HPV doesn't mean you'll get cancer...only a very small number of women get cervical cancer even though lots of women are infected by HPV. Most clear the virus....doctors believe there is another factor at work...perhaps, smoking and HPV or a compromised immune system and HPV...they're not sure, but now know exposure to HPV is a factor in all cervical cancer.

Condoms provide good protection if used every time...a US study of college women showed 70% reduction in HPV rates if condoms were used everytime and some doctors believe the protection may be even higher than that....

Women who are not yet sexually active should not agree to smears.

No country in the world (except the States) screens virgins.

Your doctors seem to treat womanhood as a disease.

Are you aware the routine annual pelvic, breast and rectal exams are NOT recommended by the vast majority of doctors around the world. German women are the only ones to also face this annual ordeal.

My doctor believes they are harmful as they often lead to further possibly harmful investigation.

We don't have breast exams before 40...breast cancer is rare in young women and breast tissue in younger women is hard to examine and therefore often leads to biopsies.

You're asked to have mammograms from age 40...be very careful with this one...there are real risks with mammograms and even higher risks for women in their 40's...

See the article attached by the Nordic Cochrane Institute re the risks of mammograms...you won't get this information from your doctor.

I was really shocked when I heard from my US colleagues what they're asked to endure every year.
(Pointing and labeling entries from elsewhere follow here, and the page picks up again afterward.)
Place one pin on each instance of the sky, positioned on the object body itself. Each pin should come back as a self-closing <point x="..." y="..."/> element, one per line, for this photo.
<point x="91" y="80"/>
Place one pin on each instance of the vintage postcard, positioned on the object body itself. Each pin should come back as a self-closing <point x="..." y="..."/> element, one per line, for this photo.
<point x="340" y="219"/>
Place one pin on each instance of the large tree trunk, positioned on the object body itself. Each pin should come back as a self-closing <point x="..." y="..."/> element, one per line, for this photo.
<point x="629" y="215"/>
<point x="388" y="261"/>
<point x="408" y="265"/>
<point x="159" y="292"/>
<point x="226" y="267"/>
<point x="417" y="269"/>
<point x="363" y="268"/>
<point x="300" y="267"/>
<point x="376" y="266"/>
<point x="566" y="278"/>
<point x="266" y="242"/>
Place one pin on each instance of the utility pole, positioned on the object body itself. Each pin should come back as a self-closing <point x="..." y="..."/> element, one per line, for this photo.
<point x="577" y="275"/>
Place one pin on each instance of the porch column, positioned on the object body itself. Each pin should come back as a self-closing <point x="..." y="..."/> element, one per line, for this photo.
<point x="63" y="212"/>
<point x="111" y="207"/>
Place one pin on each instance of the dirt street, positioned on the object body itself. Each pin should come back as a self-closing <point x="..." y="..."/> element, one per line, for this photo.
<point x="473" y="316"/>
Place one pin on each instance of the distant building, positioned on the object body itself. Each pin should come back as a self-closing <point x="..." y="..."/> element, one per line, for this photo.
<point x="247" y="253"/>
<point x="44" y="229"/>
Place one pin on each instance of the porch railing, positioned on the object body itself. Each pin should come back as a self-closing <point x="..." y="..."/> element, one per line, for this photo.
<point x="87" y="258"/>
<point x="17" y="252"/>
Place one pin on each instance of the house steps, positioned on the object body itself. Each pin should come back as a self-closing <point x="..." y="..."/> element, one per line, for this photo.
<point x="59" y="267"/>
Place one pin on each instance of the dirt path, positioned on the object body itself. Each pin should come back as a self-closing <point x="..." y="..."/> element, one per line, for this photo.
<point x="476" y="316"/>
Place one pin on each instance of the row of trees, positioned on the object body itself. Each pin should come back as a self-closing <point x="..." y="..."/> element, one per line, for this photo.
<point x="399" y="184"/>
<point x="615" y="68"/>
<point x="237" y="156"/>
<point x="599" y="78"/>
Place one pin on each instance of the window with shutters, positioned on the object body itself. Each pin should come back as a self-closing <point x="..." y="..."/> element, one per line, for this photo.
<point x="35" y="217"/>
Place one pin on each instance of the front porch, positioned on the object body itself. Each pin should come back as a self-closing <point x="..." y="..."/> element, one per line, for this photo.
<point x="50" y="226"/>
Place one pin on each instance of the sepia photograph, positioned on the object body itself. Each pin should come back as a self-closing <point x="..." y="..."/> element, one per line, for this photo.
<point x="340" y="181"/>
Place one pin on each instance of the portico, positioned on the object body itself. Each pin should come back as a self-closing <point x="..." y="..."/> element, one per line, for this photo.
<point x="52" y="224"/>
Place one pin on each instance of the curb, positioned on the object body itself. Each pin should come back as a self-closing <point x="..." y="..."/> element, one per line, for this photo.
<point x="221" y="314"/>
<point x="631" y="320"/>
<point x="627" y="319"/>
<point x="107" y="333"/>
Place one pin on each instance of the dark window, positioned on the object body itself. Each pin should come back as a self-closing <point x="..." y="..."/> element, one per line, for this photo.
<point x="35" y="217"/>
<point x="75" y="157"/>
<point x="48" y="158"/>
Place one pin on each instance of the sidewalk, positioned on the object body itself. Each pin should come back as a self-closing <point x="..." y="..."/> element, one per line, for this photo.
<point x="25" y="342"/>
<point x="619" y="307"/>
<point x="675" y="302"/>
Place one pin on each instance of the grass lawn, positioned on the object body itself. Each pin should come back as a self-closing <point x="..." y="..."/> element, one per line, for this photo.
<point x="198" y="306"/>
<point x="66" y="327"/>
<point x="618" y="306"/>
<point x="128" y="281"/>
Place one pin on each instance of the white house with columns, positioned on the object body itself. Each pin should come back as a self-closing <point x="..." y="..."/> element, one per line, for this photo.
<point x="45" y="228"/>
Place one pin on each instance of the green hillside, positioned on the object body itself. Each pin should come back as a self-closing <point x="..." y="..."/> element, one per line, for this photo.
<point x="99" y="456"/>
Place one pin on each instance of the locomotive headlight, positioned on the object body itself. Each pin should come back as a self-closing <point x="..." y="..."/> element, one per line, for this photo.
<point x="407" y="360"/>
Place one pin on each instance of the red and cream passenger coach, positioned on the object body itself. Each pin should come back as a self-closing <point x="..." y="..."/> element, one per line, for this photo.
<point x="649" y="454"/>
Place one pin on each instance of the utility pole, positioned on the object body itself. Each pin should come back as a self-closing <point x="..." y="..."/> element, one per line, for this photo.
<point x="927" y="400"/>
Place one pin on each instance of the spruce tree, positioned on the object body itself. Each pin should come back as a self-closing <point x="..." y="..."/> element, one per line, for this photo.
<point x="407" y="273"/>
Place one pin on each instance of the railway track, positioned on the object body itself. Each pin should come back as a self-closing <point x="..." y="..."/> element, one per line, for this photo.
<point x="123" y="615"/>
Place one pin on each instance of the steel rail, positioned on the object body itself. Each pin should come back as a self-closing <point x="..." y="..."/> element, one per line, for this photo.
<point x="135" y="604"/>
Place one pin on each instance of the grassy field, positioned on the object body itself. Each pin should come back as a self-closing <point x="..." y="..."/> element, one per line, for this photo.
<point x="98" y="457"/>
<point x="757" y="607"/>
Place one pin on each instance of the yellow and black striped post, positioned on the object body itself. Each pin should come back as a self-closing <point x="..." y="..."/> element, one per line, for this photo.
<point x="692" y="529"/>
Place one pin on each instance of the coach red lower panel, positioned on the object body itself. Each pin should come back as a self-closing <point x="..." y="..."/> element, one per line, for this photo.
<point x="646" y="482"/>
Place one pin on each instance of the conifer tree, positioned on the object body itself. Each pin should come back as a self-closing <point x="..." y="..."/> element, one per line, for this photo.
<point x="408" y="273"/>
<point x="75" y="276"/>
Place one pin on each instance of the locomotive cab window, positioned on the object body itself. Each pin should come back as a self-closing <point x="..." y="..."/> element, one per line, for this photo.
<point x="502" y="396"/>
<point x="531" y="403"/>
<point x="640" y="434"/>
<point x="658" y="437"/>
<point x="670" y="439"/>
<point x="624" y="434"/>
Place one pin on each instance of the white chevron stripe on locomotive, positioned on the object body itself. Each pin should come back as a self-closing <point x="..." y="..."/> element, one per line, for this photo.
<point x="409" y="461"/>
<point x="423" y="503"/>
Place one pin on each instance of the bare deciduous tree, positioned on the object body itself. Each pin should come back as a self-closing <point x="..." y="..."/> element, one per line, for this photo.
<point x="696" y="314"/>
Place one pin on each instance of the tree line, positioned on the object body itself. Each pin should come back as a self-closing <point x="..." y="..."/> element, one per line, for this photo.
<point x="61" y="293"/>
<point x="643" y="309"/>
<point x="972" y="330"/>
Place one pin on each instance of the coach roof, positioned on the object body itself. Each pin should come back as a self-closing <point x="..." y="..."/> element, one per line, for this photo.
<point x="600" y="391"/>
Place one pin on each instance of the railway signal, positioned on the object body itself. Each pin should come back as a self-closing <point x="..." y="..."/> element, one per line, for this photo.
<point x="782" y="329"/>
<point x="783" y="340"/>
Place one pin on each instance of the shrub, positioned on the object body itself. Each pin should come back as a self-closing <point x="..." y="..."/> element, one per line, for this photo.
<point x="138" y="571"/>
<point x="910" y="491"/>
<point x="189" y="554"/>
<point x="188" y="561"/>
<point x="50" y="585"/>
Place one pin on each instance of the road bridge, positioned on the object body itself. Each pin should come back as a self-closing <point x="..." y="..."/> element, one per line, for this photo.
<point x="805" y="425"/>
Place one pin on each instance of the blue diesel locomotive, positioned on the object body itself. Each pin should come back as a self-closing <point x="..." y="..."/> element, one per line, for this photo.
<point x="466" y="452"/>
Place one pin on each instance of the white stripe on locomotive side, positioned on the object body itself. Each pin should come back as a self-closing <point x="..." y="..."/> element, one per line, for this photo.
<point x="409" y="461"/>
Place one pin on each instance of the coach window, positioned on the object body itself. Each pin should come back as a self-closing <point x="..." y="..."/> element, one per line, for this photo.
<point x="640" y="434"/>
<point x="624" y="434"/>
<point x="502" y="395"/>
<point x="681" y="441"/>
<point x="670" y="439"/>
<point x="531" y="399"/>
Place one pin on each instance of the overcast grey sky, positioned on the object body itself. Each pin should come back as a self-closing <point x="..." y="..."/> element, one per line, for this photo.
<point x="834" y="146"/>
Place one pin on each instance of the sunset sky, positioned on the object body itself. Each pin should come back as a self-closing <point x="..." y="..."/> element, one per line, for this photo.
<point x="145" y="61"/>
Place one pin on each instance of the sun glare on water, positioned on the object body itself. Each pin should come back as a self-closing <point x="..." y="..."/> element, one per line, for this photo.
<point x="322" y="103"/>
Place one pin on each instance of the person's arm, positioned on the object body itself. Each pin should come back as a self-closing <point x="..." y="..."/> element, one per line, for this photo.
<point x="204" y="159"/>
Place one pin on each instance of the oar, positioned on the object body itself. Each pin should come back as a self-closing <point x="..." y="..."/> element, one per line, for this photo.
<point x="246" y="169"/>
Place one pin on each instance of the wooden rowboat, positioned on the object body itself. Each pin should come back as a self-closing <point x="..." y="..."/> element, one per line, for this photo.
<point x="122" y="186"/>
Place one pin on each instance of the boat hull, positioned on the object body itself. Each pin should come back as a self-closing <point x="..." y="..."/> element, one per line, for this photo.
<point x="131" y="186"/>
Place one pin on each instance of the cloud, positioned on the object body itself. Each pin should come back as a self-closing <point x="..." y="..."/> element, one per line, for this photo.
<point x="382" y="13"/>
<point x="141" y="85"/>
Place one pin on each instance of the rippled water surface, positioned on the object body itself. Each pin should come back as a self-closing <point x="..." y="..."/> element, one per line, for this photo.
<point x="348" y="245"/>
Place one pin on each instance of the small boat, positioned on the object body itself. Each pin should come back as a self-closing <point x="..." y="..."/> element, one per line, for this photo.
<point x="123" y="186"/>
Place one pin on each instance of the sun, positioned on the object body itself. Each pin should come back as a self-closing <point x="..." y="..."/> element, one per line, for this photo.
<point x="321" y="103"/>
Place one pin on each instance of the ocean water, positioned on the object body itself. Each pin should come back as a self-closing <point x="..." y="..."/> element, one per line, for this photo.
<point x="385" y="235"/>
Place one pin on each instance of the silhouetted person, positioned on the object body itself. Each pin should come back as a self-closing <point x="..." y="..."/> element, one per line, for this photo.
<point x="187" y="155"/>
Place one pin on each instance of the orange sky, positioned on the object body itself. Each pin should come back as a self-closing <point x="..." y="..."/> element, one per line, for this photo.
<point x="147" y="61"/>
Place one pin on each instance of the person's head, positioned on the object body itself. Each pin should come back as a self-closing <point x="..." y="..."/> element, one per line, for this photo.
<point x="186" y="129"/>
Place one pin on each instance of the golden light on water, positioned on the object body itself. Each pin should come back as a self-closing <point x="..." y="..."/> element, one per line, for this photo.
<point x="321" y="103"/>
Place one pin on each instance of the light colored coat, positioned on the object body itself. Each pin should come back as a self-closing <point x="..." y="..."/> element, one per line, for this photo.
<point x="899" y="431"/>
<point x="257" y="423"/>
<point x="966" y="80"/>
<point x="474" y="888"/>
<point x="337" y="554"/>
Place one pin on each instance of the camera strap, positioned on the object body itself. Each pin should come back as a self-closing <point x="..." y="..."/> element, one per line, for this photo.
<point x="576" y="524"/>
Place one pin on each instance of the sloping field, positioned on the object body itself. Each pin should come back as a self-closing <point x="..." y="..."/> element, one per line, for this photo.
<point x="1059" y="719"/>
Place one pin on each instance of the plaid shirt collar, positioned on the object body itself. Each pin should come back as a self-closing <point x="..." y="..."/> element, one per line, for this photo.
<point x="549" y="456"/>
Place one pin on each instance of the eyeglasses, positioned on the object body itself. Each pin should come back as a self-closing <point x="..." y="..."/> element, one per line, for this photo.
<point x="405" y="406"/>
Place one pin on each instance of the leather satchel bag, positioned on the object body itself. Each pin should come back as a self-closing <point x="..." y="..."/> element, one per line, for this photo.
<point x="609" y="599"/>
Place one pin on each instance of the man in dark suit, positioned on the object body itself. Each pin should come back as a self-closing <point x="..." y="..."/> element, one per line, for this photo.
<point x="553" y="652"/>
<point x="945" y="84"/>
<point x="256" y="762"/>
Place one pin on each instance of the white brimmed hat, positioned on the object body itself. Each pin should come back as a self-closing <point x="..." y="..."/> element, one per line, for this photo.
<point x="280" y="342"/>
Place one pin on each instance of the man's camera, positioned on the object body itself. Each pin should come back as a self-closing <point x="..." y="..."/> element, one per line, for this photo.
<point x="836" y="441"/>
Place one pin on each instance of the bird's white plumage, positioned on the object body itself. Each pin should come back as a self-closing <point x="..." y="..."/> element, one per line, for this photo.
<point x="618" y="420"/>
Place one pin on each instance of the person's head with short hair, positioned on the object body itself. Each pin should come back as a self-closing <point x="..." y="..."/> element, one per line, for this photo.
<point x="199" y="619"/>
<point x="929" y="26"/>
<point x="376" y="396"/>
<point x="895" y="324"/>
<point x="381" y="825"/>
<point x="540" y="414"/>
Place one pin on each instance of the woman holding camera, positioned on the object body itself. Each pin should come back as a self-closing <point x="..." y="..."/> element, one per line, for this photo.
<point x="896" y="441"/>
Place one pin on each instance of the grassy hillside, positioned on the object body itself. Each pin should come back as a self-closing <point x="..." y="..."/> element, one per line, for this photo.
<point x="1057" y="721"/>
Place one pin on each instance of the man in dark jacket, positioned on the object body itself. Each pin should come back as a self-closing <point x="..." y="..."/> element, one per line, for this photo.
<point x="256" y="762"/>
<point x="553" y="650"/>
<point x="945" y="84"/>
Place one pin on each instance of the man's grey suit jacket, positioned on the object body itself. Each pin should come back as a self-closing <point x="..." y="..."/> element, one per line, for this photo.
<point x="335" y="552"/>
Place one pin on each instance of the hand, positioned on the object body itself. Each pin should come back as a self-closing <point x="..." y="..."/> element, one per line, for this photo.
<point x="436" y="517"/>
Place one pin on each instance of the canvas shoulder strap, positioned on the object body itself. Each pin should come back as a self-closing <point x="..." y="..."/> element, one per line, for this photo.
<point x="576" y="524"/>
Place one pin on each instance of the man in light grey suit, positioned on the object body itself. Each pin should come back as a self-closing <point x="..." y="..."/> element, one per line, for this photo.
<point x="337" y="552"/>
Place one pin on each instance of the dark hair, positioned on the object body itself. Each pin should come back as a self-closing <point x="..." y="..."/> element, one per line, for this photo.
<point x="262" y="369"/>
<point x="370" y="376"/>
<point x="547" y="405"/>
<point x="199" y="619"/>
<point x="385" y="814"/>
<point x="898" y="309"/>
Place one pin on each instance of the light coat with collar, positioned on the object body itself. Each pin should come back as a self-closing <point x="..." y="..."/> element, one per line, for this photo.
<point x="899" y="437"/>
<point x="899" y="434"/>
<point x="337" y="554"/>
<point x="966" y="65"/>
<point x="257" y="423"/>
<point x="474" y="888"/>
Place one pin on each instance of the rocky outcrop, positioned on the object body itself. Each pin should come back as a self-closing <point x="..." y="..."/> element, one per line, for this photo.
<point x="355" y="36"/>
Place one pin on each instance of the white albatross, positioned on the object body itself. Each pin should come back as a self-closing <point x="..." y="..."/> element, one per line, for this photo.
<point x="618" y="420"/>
They all see doctors in HK and avoid over-examining and over-screening.

The risk of cervical cancer is low even for a high risk woman...so consider your risk profile before agreeing to screening and if you make an informed decision to have screening, settle on a screening interval that will protect you from false positives.

Also, US women are the only ones in the world asked to have full gyn exams BEFORE getting the Pill...and are regularly denied access until they agree....

This is outrageous and cannot be supported ethically, medically or legally.

They are completely unrelated things and your own medical associations say these exams are not required for the birth control pill. This is to coerce women into screening...and screening requires your informed consent.

I understand Planned Parenthood now offer the HOPE program so you can get pills without the exams and screening.

You should also know that one US woman in three has had a hysterectomy - a VERY HIGH number.

I think that is the inevitable result of having a huge medical presence in your lives....controlling, regulating and demanding unnecessary, excessive and possibly harmful exams.

Good luck everyone....watch out for your doctors!

http://www.mja.com.au/public/issues/176_11_030602/dic10690_fm.html

http://www.screening.dk/folder_uk.pdf

 

One final article which gives you an idea of the risk of this cancer...because of the high level of over-treatment for false positives, many women think the threat of this cancer is high...

It's not...it's uncommon and was in decline before screening was introduced...

This article talks about the research of Angela Raffle (UK cancer screening expert) and that 1000 women need regular screening for 35 years to save ONE woman from cervical cancer.

I'm not saying anyone should or should not have screening, but I think all

women should be given risk information and told the truth...I strongly disapprove of scare campaigns to force women into screening programs.

I'm also opposed to doctors being paid to reach high screening targets as well...which in my opinion, is in conflict with the need to obtain informed consent from women.